[Openmcl-devel] duplicating a stream, or other alternatives?

Mon Mar 26 18:48:09 PDT 2012

Gary Byers <gb at clozure.com> writes:

> See below.
>
> On Mon, 26 Mar 2012, Pascal J. Bourguignon wrote:
>
>>
>> When calling run-program, one need to pass a :shared stream.
>>
>> Since I may get non shared file streams (by default they're :private),
>> I'd want to "duplicate" the stream, making a shared stream to give to
>> run-program, using the same stream-device:
>> […]
>> What did I do wrong?
>>
>
> 1) called some random internal CCL function.

Of course, since I couldn't find the public API I wanted.  Isn't what
free software is for? ;-)

> 1a) called that function with the wrong type of arguments (the first
>     arg is expected to be a CLASS object, not a symbol that names a
>     class)

Right.  I'm sorry, I was too lazy to read and understand the whole file.

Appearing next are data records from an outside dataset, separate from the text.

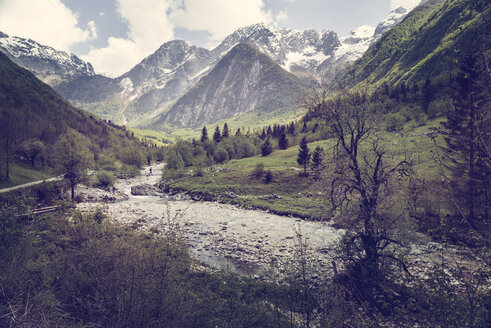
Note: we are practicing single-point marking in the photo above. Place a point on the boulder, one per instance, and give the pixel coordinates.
(144, 190)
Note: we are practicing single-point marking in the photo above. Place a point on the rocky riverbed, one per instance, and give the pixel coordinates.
(220, 235)
(223, 235)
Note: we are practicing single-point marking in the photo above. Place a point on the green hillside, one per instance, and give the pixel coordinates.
(33, 117)
(426, 44)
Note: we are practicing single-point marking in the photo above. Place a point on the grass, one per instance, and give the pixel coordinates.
(20, 174)
(235, 183)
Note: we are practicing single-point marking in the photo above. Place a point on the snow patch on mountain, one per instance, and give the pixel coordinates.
(355, 43)
(47, 63)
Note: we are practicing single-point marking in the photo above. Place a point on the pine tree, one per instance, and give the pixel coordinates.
(317, 162)
(266, 148)
(283, 141)
(225, 133)
(304, 128)
(263, 135)
(303, 157)
(217, 136)
(204, 134)
(467, 131)
(291, 129)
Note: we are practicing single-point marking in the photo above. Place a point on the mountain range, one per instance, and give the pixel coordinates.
(169, 86)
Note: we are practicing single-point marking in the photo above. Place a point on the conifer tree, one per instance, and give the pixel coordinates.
(217, 136)
(317, 162)
(283, 141)
(225, 132)
(263, 135)
(204, 134)
(304, 128)
(266, 148)
(303, 157)
(467, 131)
(291, 129)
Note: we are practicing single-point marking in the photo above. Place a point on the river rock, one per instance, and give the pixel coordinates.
(144, 190)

> 1b) called that function with symbols that don't even name classes (though
>    symbols with the same pnames that're internal to the CCL package do
>    happen to name classes).
>    UPDATE: you get some points back for noticing this, but I'm afraid that
>    that barely matters.

> 2) decided that this should happen if your function's argument is of type STREAM.
>    (STRING-STREAMs and lots of other things are of type STREAM.)

Well, run-program is not specified to work on non file streams (or
streams not having an OS file descriptor as backend, I guess a socket
stream would work).  

> 3) Think that creating a situation where two lisp streams share the same file
>    descriptor would be a good idea.  (There might be cases where this is useful,
>    but as a general rule I think it's fair to say that this isn't a
>    good idea.)

Again, this should not occur: the caller relinquishes the streams to the
program being forked, at least until that program is finished.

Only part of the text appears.